Development Practices

This section describes development practices used across all arXiv-NG projects, including code management, application versioning, QA/QC, CI/CD, and documentation.

Code management

Source code and attendant documentation for each service will be kept under version control in its own Git repository, hosted on GitHub. Except where impracticable new GitHub repositories should be public, and should include a copy of the MIT license (e.g. see https://github.com/arxiv/arxiv-zero/blob/master/LICENSE). Repositories containing code for the classic arXiv system must remain private due to security concerns.

Branch Management

We use the Gitflow branching model to manage concurrent work within each repository. In brief, each repository has a master branch that contains the latest stable version of the application, a develop branch that contains additional work not yet released, and feature branches that contain work on a specific task or story.

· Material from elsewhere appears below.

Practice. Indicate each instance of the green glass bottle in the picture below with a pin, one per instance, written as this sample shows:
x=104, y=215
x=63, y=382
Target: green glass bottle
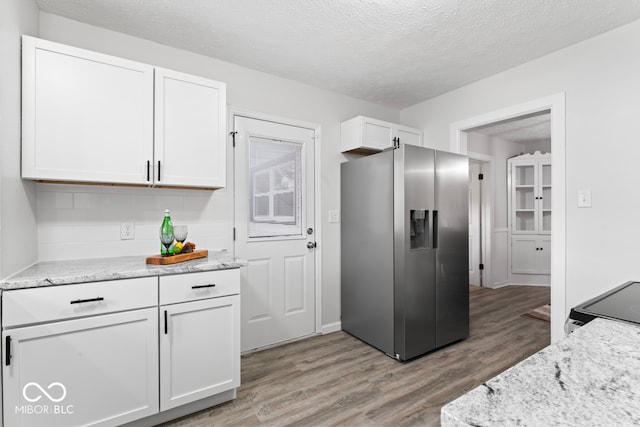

Feature branches are named based on the corresponding ticket in the ARXIVNG or ARXIVDEV JIRA project: [type]/[project]-[number]. For example, story/ARXIVDEV-4092. JIRA ticket numbers (eg. ARXIVDEV-1234) should also be included in commit messages, especially when the ticket number is different from that named in the feature branch.

Delivering Work

Feature branches are not merged directly into the develop branch, nor is the develop branch merged directly into the master branch. Instead, the developer responsible for delivering the changes in question raises a pull request, which (except in rare cases) are subject to review by at least one other member of the dev team. Pull requests must also pass all automated tests and quality checks; see Testing & QA.

Tagging

Application versions are commemorated using annotated tags on the master branch. A tag is applied only after the prospective release has been staged and verified for deployment. Tags should contain only the version number. See Versioning for details.

Versioning

arXiv-NG services are versioned independently, using semantic versioning. In brief:

  • Major versions commemorate incompatible API changes;

  • Minor versions commemorate new functionality;

  • Patch versions commemorate bug fixes.

Version numbers used in tags are “bare”; i.e. they contain only the version number itself without any prefixes. For example: 1.4.3.

JIRA Releases

Work tickets are added to release in JIRA using the “Fix/Version” field. JIRA releases are labeled with both the service slug and the semantic version. For example, JIRA releases for the arxiv-fulltext service are labeled with fulltext-MAJOR.MINOR.PATCH.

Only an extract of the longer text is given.